What’s not to like about an IVA? Well, at least 75% of voting creditors must approve the IVA and if not approved, creditors can pursue other legal actions such as petitioning for bankruptcy, seeking court judgments and registering charges on the debtor’s assets. Creditors also have the power to modify the IVA at proposal stage in order to for example increase the debtor’s monthly payments and such a modification may be the catalyst for the failure of the IVA in supervision if the debtor is unable to sustain the increased payments. Payments usually have to be made for five years versus a maximum of three years in bankruptcy. The debtor must stop borrowing except with the express permission of the supervisor and creditors and will suffer from a poor credit rating for at least a year after successful completion of the IVA.
Bankruptcy also has a lot going for it with greatly reduced stress and worry nowadays. The debtor or a creditor can petition at a relatively low cost of about £500 and there are no other legal costs involved. CAB and Court officers can assist in completing relatively simple forms. Most debts do not survive the bankruptcy from which discharge occurs within one year. The debtor’s contributions via Income Payments Orders (IPOs) or Income Payments Agreements (IPAs) are limited to three years and in many cases no IPO or IPA is exacted, while living allowances can be more generous in bankruptcy than in an IVA.

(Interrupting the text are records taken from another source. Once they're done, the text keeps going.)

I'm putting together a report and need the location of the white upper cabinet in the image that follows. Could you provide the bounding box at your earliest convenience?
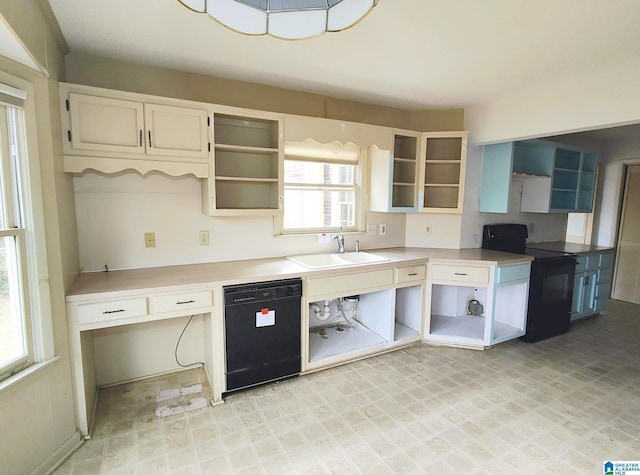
[202,108,284,216]
[61,84,211,177]
[419,132,468,213]
[369,130,421,212]
[369,130,468,214]
[143,103,209,159]
[68,93,145,155]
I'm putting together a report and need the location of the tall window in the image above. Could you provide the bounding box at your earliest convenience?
[282,142,362,233]
[0,94,32,382]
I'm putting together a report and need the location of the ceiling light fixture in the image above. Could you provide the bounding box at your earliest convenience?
[177,0,378,40]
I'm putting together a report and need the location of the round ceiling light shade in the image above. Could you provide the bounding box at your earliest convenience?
[177,0,378,40]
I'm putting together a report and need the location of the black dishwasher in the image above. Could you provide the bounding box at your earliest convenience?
[224,278,302,393]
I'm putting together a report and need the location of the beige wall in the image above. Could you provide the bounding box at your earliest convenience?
[0,1,81,474]
[64,52,464,132]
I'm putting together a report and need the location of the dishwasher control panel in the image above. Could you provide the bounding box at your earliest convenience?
[224,279,302,306]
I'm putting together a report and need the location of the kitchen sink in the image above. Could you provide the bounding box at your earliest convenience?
[287,251,389,269]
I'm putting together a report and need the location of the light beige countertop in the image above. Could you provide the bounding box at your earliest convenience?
[526,241,614,255]
[66,247,533,302]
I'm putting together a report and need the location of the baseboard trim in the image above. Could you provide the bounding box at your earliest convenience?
[36,430,84,475]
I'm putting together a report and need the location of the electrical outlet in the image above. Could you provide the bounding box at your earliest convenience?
[144,232,156,248]
[199,230,210,246]
[529,222,535,233]
[425,224,432,234]
[366,224,377,236]
[379,223,387,236]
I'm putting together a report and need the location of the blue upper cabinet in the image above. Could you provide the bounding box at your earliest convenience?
[479,142,515,213]
[479,139,598,214]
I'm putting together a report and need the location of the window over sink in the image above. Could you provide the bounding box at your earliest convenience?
[278,139,365,235]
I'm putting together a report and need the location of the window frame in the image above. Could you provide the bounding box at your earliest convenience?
[0,76,54,385]
[277,145,366,236]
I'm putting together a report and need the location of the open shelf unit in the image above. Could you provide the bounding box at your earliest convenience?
[204,112,283,215]
[421,133,467,212]
[369,131,420,212]
[391,134,419,209]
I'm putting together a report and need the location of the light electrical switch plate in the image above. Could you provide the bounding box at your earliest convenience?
[425,224,432,234]
[144,232,156,248]
[366,224,377,236]
[379,224,387,236]
[199,230,210,246]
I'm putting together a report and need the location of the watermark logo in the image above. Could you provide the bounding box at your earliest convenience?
[604,461,640,475]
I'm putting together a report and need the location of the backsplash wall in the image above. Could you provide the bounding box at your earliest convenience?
[74,173,406,271]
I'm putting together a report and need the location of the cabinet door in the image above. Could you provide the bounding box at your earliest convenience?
[68,93,145,155]
[582,270,598,313]
[144,103,209,160]
[572,272,585,315]
[420,132,467,213]
[479,142,514,213]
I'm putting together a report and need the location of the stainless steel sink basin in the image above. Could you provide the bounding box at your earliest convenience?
[287,251,389,269]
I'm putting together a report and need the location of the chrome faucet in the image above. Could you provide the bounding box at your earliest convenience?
[333,233,345,253]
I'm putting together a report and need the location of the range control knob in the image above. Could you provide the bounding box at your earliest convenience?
[284,286,294,297]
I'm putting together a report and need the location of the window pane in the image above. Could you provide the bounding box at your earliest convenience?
[284,188,355,229]
[284,160,354,185]
[0,236,26,367]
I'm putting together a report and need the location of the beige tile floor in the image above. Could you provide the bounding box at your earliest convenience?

The main downside to bankruptcy is that the debtor loses control of their assets, particularly their share of the family home while the stigma of bankruptcy is still a considerable impediment for most people. The disabilities, obligations and restrictions of bankruptcy, which can last for two to fifteen years, make it difficult and sometimes impossible for the debtor to trade and to obtain or retain employment with many professions and trades imposing sanctions such as expulsion on bankrupt members of their organizations. The bankruptcy trustee has powers to challenge the validity of any prior transactions if they appear to be preferential or at an under-value and the bankrupt debtor has to beware of their potential liability for bankrupt offences. Costs of bankruptcy are higher than those in an IVA, resulting in lower returns to creditors, who in many cases receive nothing. The debtor may not borrow prior to discharge without the express permission of the trustee and will suffer from a poor credit rating even after discharge. The debtor’s name will continue to appear on credit files for six years from the commencement of bankruptcy.